CHICAGO (AP) — Randy Gross hopes a new law allowing children into Illinois' medical marijuana program will reunite his family, nearly a year after his wife moved to Colorado so their son could receive a controversial treatment to ease his epileptic seizures.
Gross lives and works in Illinois. His wife, Nicole, moved with their two sons so their 8-year-old could legally swallow a quarter-teaspoon of marijuana oil each day. While the medical evidence is thin, some parents — including the Grosses — say marijuana works for their children and they're willing to experiment.
"We can tell he's feeling better," Nicole Gross said of their son, Chase, who also has autism and uses sign language. "He puts four or five signs together. He'll sign, 'brother go downstairs play.' ... He engages more, makes better eye contact. If he notices something funny on his TV show, he'll clap and pat you on the back."
The boy formerly suffered abrupt "head drop" seizures — at least one every two minutes, she said. Now 20 minutes go by, sometimes 30 minutes, between seizures, she said.
The dark green, pungent oil comes from a hybrid marijuana strain called Charlotte's Web, which was cultivated by a Colorado company to be heavy in a compound called CBD and low in THC, the ingredient that gets people high. It hasn't been tested in clinical trials for effectiveness or safety, but it will be legal in Illinois under a law that took effect Thursday.
Sorting truth from hype is difficult. CBD shows enough promise that two drug companies are studying it for childhood seizures with support from U.S. regulators, but those results will take years. For now, mainstream medicine regards Charlotte's Web as a folk remedy deserving of caution.
"There is good evidence of long-term harm of chronic marijuana use on the developing brain under 18 years of age," said Dr. Leslie Mendoza Temple, a suburban Chicago doctor who has given accredited lectures about medical marijuana for the Illinois Academy of Family Physicians.
She considers the scientific evidence sparse, so "in general, this is a medicine only to be considered when all other therapies have been exhausted and failed, and if the child is quite debilitated."
A wave of Charlotte's Web publicity, sparked by a 2013 CNN documentary, lured families to Colorado and unfairly played on their desperation, said Dr. Kevin Chapman, who treats children with epilepsy at Children's Hospital Colorado. Chapman has seen only inconsistent parent accounts that Charlotte's Web works.

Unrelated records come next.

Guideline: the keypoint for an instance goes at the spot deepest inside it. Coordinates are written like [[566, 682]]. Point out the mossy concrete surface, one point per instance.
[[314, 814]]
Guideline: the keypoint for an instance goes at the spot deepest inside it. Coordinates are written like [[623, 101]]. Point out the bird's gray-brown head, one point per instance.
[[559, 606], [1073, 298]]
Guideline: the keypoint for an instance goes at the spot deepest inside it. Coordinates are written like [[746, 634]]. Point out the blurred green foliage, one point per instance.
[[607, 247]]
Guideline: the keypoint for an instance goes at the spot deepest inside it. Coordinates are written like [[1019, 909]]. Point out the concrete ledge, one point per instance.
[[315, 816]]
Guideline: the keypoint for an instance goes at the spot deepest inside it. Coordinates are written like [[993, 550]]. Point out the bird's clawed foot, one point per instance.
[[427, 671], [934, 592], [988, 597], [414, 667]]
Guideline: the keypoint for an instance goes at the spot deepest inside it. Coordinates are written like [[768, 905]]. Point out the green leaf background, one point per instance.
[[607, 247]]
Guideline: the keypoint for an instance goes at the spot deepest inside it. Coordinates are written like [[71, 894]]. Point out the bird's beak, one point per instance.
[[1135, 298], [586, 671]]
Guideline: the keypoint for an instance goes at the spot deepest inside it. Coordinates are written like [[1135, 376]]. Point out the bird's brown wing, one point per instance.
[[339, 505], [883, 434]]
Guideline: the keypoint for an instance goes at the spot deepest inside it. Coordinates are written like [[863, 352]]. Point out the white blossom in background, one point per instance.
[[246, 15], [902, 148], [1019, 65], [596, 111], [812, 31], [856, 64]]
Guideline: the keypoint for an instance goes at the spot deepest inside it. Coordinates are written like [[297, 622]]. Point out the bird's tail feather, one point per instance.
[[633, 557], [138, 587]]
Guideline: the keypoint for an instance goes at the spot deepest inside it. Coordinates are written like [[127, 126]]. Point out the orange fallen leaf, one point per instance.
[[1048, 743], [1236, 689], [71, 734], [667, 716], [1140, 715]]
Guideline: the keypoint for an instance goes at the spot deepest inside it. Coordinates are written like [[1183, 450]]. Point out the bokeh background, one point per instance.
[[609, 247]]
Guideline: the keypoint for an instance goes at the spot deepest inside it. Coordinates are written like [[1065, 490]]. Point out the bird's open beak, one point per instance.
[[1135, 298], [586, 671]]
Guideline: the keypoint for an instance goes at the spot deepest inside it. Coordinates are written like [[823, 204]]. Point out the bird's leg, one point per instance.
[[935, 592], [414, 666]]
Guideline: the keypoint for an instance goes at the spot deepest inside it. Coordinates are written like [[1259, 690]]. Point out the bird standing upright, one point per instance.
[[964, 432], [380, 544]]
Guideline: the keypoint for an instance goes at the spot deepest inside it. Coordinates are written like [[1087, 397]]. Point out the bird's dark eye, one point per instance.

When he and his colleagues reviewed the charts of 58 young patients using the oil, they found less than a third of parents reported a big reduction in seizures, and the improvement didn't show up on available before-and-after tests that measure brain waves. Families who moved to Colorado to use the drug, however, were three times more likely to report improvement than families already living in the state.
"Families have to move, sell everything, pack up, leave their social network," Chapman said. "It's hard to be truly objective if you've had to do so much to get this drug that's been touted as a miracle medication."
Under emergency rules, the Illinois Department of Public Health announced in December, young patients will be able to use medical marijuana for any of the nearly 40 health conditions already authorized for adults, although some — like agitation of Alzheimer's disease — aren't childhood conditions.
Children will be required to get written certification from two doctors. Adult patients need just one doctor to sign off.
Illinois doctors will be reluctant to sign children's forms, and for good reason, said Dr. Joel E. Frader, a Northwestern University bioethicist and palliative care pediatrician at Lurie Children's Hospital in Chicago. Signing means a doctor believes there will be a therapeutic benefit that outweighs the risks.
"I know there are a lot of parents who feel desperate, and my heart certainly goes out to them," Frader said. "In Illinois, there has been pressure put on the state Legislature and the regulatory process to increase the scope of use for medical marijuana by families who look at this as their last hope."
No legal marijuana has yet been grown in Illinois yet. Potential growers waiting to learn whether they've been granted permits must build secure facilities before they can plant the first crop. That means it may be summer before marijuana oil is available in Illinois.
Randy Gross, who works as a chief information officer for a trade group, hopes to bring his wife and sons back home. He tries to spend two weeks each month with them in Colorado. It's been difficult for the family, particularly his 10-year-old son, Zach.
"I missed his first karate tournament. I missed my wife's birthday and Valentine's Day," he said. "It's the little things like that."